Power-on stalls went just as well as power-off stalls.  They’re pretty hard to induce in the 172.  You have to get that yoke pulled back all the way and you get to a point where it feels like you’re up against the stops but you actually have another 6 inches you can pull.  It takes a lot to get that thing to stall at full power, at least when you do the procedure right.  I imagine if you went into it with too much airspeed, you would be in trouble.  On my first one I recovered a little aggressively so the nose ended up pointing at the ground, but the second one was just right.  I think we did 3 or 4, but I can’t remember because my mind was a little foggy last night; I’m not sure why.  I might have been a little tired from waking up at 5:30 and working all day.  I just felt like I couldn’t process information as quickly as I wanted.  For example, I had to listen to the ATIS broadcast three times to get it all down (granted, the controller had recorded it super fast).  But T said he couldn’t notice the fogginess and my progress and performance were still excellent.  In any case, I’ll try to get more sleep the night before next time.  It is kind of like playing poorly in a basketball game or having a less-than-stellar trumpet performance.  You want to get right back up there the next day and do better.

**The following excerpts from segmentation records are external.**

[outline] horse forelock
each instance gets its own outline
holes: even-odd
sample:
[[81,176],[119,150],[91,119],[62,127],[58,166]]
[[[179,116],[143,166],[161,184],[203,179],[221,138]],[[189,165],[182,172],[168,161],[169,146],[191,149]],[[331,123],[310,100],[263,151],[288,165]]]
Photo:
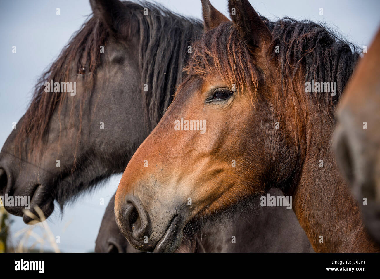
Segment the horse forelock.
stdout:
[[[302,82],[304,77],[305,83],[312,80],[336,82],[335,95],[309,94],[310,99],[332,117],[360,57],[359,48],[322,24],[288,17],[274,22],[261,18],[273,36],[264,52],[279,70],[283,91],[292,93],[296,88],[304,86],[294,84]],[[208,74],[216,72],[229,85],[235,85],[238,93],[247,92],[251,99],[254,98],[259,83],[265,78],[265,69],[260,69],[251,50],[232,22],[223,23],[196,43],[185,68],[188,76],[183,82],[193,76],[207,79]]]

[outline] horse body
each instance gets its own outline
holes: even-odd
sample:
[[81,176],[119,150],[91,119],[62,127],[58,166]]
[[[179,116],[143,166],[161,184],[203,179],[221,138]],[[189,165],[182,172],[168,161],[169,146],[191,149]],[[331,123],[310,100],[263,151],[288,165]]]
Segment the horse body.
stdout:
[[[115,200],[122,232],[139,249],[173,251],[190,228],[275,187],[293,197],[316,252],[380,251],[330,144],[358,54],[316,24],[269,22],[246,0],[229,8],[232,22],[204,14],[209,28],[187,76],[124,171]],[[308,94],[313,80],[336,90]],[[183,120],[203,121],[205,132]]]
[[334,137],[337,160],[380,243],[380,30],[360,61],[342,101]]
[[[30,195],[31,211],[36,215],[35,206],[39,206],[48,218],[54,210],[54,201],[63,210],[81,193],[123,171],[171,101],[183,66],[190,55],[187,46],[202,32],[198,21],[149,3],[144,4],[149,11],[146,16],[142,6],[129,2],[91,3],[93,16],[41,77],[30,107],[0,153],[0,193]],[[46,93],[45,83],[52,80],[76,82],[76,94]],[[147,91],[144,90],[146,84]],[[26,223],[31,221],[21,207],[6,209],[22,216]],[[251,235],[257,238],[256,242],[244,246],[256,251],[264,236],[269,245],[271,240],[277,239],[283,232],[280,233],[283,245],[276,248],[278,243],[273,241],[271,249],[282,251],[297,242],[302,245],[297,251],[312,251],[293,213],[276,209],[285,215],[273,216],[274,224],[277,220],[279,225],[267,227],[261,223],[262,225],[255,230],[261,234]],[[258,218],[268,220],[272,214],[263,212]],[[282,223],[283,219],[292,222]],[[120,237],[113,214],[104,222],[104,227],[115,229],[104,236],[106,245],[97,246],[108,251],[110,240],[111,250],[124,249],[120,247],[125,240]],[[230,222],[227,224],[232,228],[236,224],[225,222]],[[241,222],[238,224],[242,231],[245,225]],[[212,230],[221,230],[215,224]],[[247,228],[248,230],[249,225]],[[289,229],[297,232],[294,238],[285,236]],[[214,241],[230,241],[231,233],[234,233],[220,235],[220,239],[212,236],[210,247],[214,249]],[[207,232],[199,234],[202,241],[208,241]],[[192,236],[184,240],[182,251],[195,251]],[[133,251],[129,244],[124,247]],[[230,247],[235,249],[237,246]],[[205,247],[206,251],[213,251]]]

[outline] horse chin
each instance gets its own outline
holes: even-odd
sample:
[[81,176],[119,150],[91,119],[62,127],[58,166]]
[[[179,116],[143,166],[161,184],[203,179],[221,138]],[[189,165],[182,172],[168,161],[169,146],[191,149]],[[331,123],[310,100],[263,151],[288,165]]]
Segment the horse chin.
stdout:
[[29,213],[23,211],[22,221],[26,224],[33,225],[44,221],[54,211],[54,199],[45,187],[38,184],[33,194],[30,206]]
[[184,235],[184,225],[181,225],[181,222],[179,216],[173,218],[166,232],[156,245],[154,252],[172,252],[180,246]]

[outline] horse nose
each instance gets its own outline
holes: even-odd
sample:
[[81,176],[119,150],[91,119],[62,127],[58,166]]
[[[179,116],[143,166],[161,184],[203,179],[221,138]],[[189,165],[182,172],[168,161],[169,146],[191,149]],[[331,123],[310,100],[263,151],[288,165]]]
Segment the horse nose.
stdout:
[[143,242],[150,234],[150,221],[148,213],[139,199],[130,197],[126,199],[123,218],[124,229],[130,237]]
[[10,189],[8,189],[7,187],[8,184],[8,175],[5,170],[0,167],[0,195],[3,195],[6,193],[9,194],[8,192]]

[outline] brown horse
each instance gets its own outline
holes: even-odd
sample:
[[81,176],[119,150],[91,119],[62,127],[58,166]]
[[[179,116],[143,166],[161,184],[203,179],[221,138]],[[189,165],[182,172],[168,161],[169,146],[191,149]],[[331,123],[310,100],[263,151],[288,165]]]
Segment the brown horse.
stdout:
[[340,102],[334,137],[337,160],[380,243],[380,29]]
[[[274,186],[292,197],[316,251],[379,251],[330,146],[358,54],[316,24],[264,22],[247,0],[229,9],[232,22],[204,19],[188,76],[124,171],[122,232],[137,249],[172,251],[194,224]],[[336,85],[306,93],[314,81]]]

We also had a little time left after stalls and executed some turns about a point.  I had just read about them the day before, so I knew the concept, which really helps in digesting the instruction.  I think I picked it up pretty quickly.  I wasn’t nearly satisfied with my performance, but they sure are enjoyable.  I look forward to practicing them more.  Next time we’ll do S-turns across a road.

I am easily understanding why airmen that fly “low and slow” enjoy it more than just the shortest distance between two points.  It’s the difference between the Interstate and the back roads.  So it seems that after I get my license I’m going to have to find access to at least three different types at some time or another: a 6-seater, a 4-seater, and a low-and-slow 2 seater.